Sanırım Allah insanların ne kadar dedikoducu olduklarını bildiği için, Peygamber hakkında ileri-geri konuşmasınlar diye, iznin bizzat kendisinden geldiği bilinsin istemiş olmalı:

"50 - Ey peygamber! Biz bilhassa sana şunları helâl kıldık: Mehirlerini vermiş olduğun eşlerini, Allah'ın sana ganimet olarak ihsan buyurduklarından sahip olduğun cariyeleri, amcalarının kızlarından, halalarının kızlarından, dayılarının kızlarından, teyzelerinin kızlarından seninle beraber hicret etmiş olanları, bir de mümin bir kadın kendini peygambere hibe ederse, peygamber nikâh etmek istediği takdirde, onu başka müminlere değil de sadece sana mahsus olmak üzere helâl kıldık. Onlara eşleri ve cariyeleri hakkında neyi farz kıldığımızı biliyoruz. Bunlar sana hiçbir darlık olmaması içindir. Allah, çok bağışlayıcıdır, çok merhamet edicidir." (Diyanet İşleri Başkanlığı tercümesi)
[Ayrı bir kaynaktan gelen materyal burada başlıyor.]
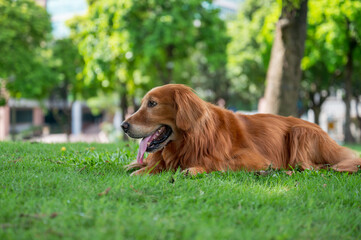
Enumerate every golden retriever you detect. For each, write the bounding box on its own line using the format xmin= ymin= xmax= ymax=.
xmin=122 ymin=84 xmax=361 ymax=175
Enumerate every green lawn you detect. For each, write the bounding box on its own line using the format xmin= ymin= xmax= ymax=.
xmin=0 ymin=142 xmax=361 ymax=239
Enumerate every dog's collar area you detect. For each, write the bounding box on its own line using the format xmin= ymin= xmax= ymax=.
xmin=146 ymin=125 xmax=172 ymax=152
xmin=137 ymin=125 xmax=173 ymax=163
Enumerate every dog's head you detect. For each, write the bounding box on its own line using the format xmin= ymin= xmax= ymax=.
xmin=122 ymin=84 xmax=206 ymax=158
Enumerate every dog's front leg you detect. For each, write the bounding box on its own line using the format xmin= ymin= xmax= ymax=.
xmin=182 ymin=167 xmax=207 ymax=176
xmin=126 ymin=152 xmax=165 ymax=176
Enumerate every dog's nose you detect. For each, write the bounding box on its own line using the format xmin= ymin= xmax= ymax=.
xmin=121 ymin=122 xmax=130 ymax=132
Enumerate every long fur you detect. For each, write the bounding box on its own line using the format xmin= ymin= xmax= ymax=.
xmin=127 ymin=84 xmax=361 ymax=174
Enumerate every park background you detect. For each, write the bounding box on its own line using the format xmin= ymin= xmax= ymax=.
xmin=0 ymin=0 xmax=361 ymax=143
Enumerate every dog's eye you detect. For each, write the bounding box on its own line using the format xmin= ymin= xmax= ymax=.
xmin=148 ymin=100 xmax=157 ymax=107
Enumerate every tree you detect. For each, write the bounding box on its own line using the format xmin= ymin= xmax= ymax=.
xmin=124 ymin=0 xmax=229 ymax=87
xmin=227 ymin=0 xmax=279 ymax=110
xmin=265 ymin=0 xmax=308 ymax=116
xmin=48 ymin=38 xmax=83 ymax=138
xmin=0 ymin=0 xmax=52 ymax=99
xmin=302 ymin=0 xmax=361 ymax=142
xmin=71 ymin=0 xmax=228 ymax=120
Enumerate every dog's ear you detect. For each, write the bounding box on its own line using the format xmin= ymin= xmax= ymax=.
xmin=174 ymin=89 xmax=206 ymax=131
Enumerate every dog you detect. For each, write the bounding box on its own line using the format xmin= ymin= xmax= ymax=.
xmin=121 ymin=84 xmax=361 ymax=175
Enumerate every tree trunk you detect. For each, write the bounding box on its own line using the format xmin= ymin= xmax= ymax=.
xmin=344 ymin=27 xmax=357 ymax=143
xmin=356 ymin=96 xmax=361 ymax=140
xmin=265 ymin=0 xmax=308 ymax=116
xmin=119 ymin=84 xmax=128 ymax=141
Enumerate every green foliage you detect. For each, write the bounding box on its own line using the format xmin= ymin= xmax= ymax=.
xmin=125 ymin=0 xmax=228 ymax=84
xmin=50 ymin=38 xmax=83 ymax=100
xmin=302 ymin=0 xmax=361 ymax=114
xmin=0 ymin=142 xmax=361 ymax=239
xmin=0 ymin=0 xmax=51 ymax=98
xmin=69 ymin=0 xmax=136 ymax=94
xmin=228 ymin=0 xmax=280 ymax=109
xmin=70 ymin=0 xmax=228 ymax=104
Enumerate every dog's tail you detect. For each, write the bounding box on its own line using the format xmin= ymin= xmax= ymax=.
xmin=331 ymin=158 xmax=361 ymax=173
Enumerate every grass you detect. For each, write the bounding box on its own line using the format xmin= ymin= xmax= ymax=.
xmin=0 ymin=142 xmax=361 ymax=239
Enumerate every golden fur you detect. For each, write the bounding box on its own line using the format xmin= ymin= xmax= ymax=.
xmin=122 ymin=84 xmax=361 ymax=175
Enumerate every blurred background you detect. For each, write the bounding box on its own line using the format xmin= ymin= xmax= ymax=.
xmin=0 ymin=0 xmax=361 ymax=143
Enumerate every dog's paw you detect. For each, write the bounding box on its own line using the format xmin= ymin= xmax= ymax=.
xmin=124 ymin=161 xmax=147 ymax=171
xmin=130 ymin=167 xmax=148 ymax=177
xmin=182 ymin=167 xmax=206 ymax=176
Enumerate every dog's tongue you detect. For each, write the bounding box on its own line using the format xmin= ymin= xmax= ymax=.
xmin=137 ymin=135 xmax=152 ymax=163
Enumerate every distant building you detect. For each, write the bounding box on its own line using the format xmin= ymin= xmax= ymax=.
xmin=213 ymin=0 xmax=244 ymax=19
xmin=46 ymin=0 xmax=88 ymax=38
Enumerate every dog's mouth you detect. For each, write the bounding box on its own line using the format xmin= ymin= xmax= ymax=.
xmin=137 ymin=125 xmax=173 ymax=163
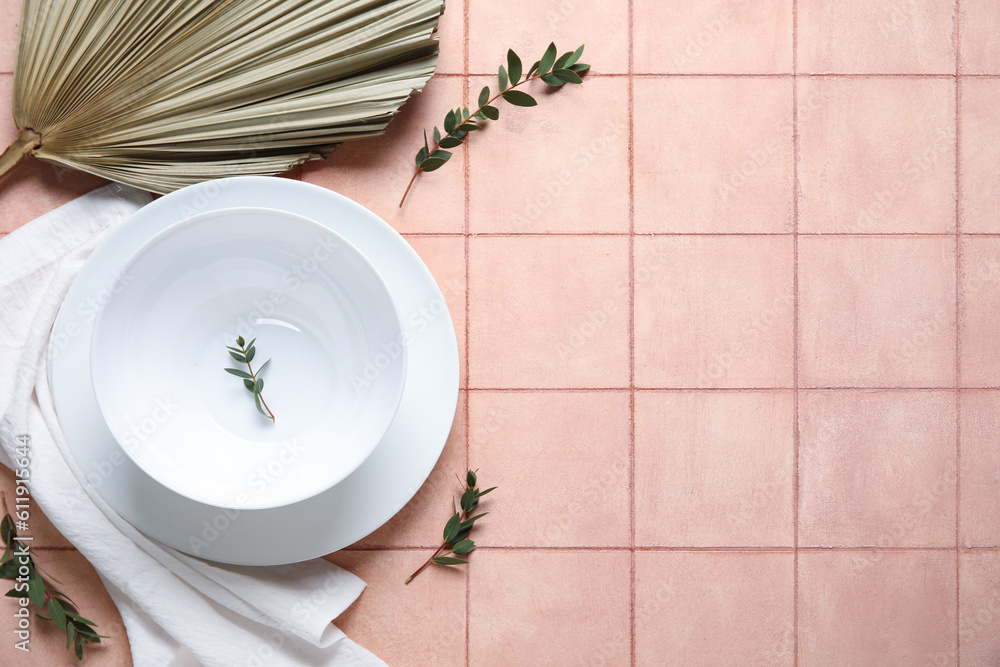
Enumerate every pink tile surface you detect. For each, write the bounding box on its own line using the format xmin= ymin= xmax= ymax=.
xmin=469 ymin=236 xmax=629 ymax=388
xmin=469 ymin=76 xmax=629 ymax=233
xmin=959 ymin=0 xmax=1000 ymax=74
xmin=798 ymin=78 xmax=955 ymax=234
xmin=798 ymin=236 xmax=955 ymax=387
xmin=798 ymin=0 xmax=955 ymax=74
xmin=0 ymin=0 xmax=1000 ymax=667
xmin=635 ymin=551 xmax=795 ymax=667
xmin=0 ymin=550 xmax=132 ymax=667
xmin=633 ymin=0 xmax=793 ymax=74
xmin=958 ymin=551 xmax=1000 ymax=665
xmin=469 ymin=391 xmax=629 ymax=547
xmin=635 ymin=236 xmax=794 ymax=388
xmin=798 ymin=550 xmax=956 ymax=667
xmin=468 ymin=551 xmax=631 ymax=665
xmin=437 ymin=0 xmax=469 ymax=74
xmin=635 ymin=391 xmax=795 ymax=547
xmin=327 ymin=548 xmax=468 ymax=667
xmin=960 ymin=390 xmax=1000 ymax=547
xmin=0 ymin=0 xmax=21 ymax=72
xmin=959 ymin=236 xmax=1000 ymax=387
xmin=799 ymin=391 xmax=958 ymax=547
xmin=468 ymin=0 xmax=629 ymax=74
xmin=635 ymin=78 xmax=794 ymax=234
xmin=302 ymin=77 xmax=465 ymax=233
xmin=959 ymin=79 xmax=1000 ymax=234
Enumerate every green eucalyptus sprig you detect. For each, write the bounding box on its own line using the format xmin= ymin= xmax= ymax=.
xmin=0 ymin=491 xmax=108 ymax=660
xmin=399 ymin=44 xmax=590 ymax=208
xmin=406 ymin=470 xmax=497 ymax=583
xmin=226 ymin=336 xmax=274 ymax=422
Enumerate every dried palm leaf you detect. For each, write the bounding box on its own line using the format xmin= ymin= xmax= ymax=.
xmin=0 ymin=0 xmax=444 ymax=193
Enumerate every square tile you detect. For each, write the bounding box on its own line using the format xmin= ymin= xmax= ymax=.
xmin=358 ymin=391 xmax=464 ymax=549
xmin=635 ymin=392 xmax=795 ymax=547
xmin=469 ymin=236 xmax=629 ymax=388
xmin=468 ymin=77 xmax=629 ymax=233
xmin=960 ymin=390 xmax=1000 ymax=547
xmin=326 ymin=552 xmax=468 ymax=667
xmin=798 ymin=78 xmax=955 ymax=234
xmin=959 ymin=78 xmax=1000 ymax=234
xmin=435 ymin=0 xmax=468 ymax=74
xmin=959 ymin=0 xmax=1000 ymax=74
xmin=959 ymin=236 xmax=1000 ymax=387
xmin=302 ymin=77 xmax=465 ymax=233
xmin=798 ymin=551 xmax=957 ymax=667
xmin=633 ymin=0 xmax=792 ymax=74
xmin=799 ymin=391 xmax=958 ymax=547
xmin=634 ymin=78 xmax=793 ymax=234
xmin=956 ymin=552 xmax=1000 ymax=665
xmin=799 ymin=236 xmax=955 ymax=387
xmin=469 ymin=391 xmax=631 ymax=547
xmin=0 ymin=549 xmax=132 ymax=667
xmin=469 ymin=0 xmax=628 ymax=74
xmin=401 ymin=236 xmax=466 ymax=387
xmin=470 ymin=551 xmax=631 ymax=665
xmin=635 ymin=236 xmax=794 ymax=388
xmin=798 ymin=0 xmax=955 ymax=74
xmin=635 ymin=551 xmax=795 ymax=667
Burada, "Allah'ın sana ganimet olarak ihsan buyurduklarından sahip olduğun cariyeleri" ile "bir de mümin bir kadın kendini peygambere hibe ederse" sözleri dikkatimi çekti. Bir kadın kendisini bir erkeğe nasıl "HİBE" eder. Bir kulun başka bir kul'a (bu Peygamber de olsa) kendisini nasıl hibe etmesi ne demektir?



CARİYELİK MESELESİ

İslâm'da "kölelik" var mı?

Demek ki Allah, özellikle de kadınların mal-mülk gibi "savaş ganimeti" olarak "sahiplenilebilir" olduğunu, Onların aynı zamanda sex kölesi olarak kullanılabileceğini "buyurmuş" oluyor.

Cariye, erkeklerin seks istekleri dahil, hepsine hizmet etmekle yükümlü kadın köledir. Düşman kabul edilip savaşılan tüm toplulukların kadınları "savaş ganimeti!" olarak Müslümanlarca cariye alınabilir. Cariyelikle ilgili başka ayetler de var.

1915 Soykırımında "kurtarılan kadın kız" öykülerinin aslında, onlara "savaş ganimeti" olarak el koyma hikayeleri olduğunu birçok vesile ile yazmıştım. Bu arada yine hatırlatayım.

Osmanlı sarayının, paşa konaklarının savaşlarda "fethedilen" diyarlardan alınıp getirilen Cariyelerle -ki buna erkek çocukları da dahil- dolu olduğu bilinir.

Güncel bir örnek olarak IŞID'ın Şengal'den kaldırdığı Ezidi kızları cariye olarak oradan oraya sürüklediği hikayeleri halen günlük haberlerle hergün karşımıza dikiliyor.

1993 yılında İstanbul'da göz altındaydım. İslamcı polisler kendi aralarında hararetli bir tartışma yürütüyorlardı. Konu Başbakan Tansu ÇİLLER'in neden başörtüsü takmadığı, bunun islam'a uygun olmadığıydı. İçlerinden "İmam" olan konuyu şöyle özetledi;

- O CARİYE KONUMUNDADIR.

(Yani Müslümanların hizmetçiliğini yapan bir kadındır; Cariyelerin başlarını kapamaları, mlüslüman gibi giyinmeleri, davranmaları gerekmez. Hatta İslam kadınlardan ayırt edilmeleri için böylesi daha uygundur, diye açıklamalarına devam etmişti.)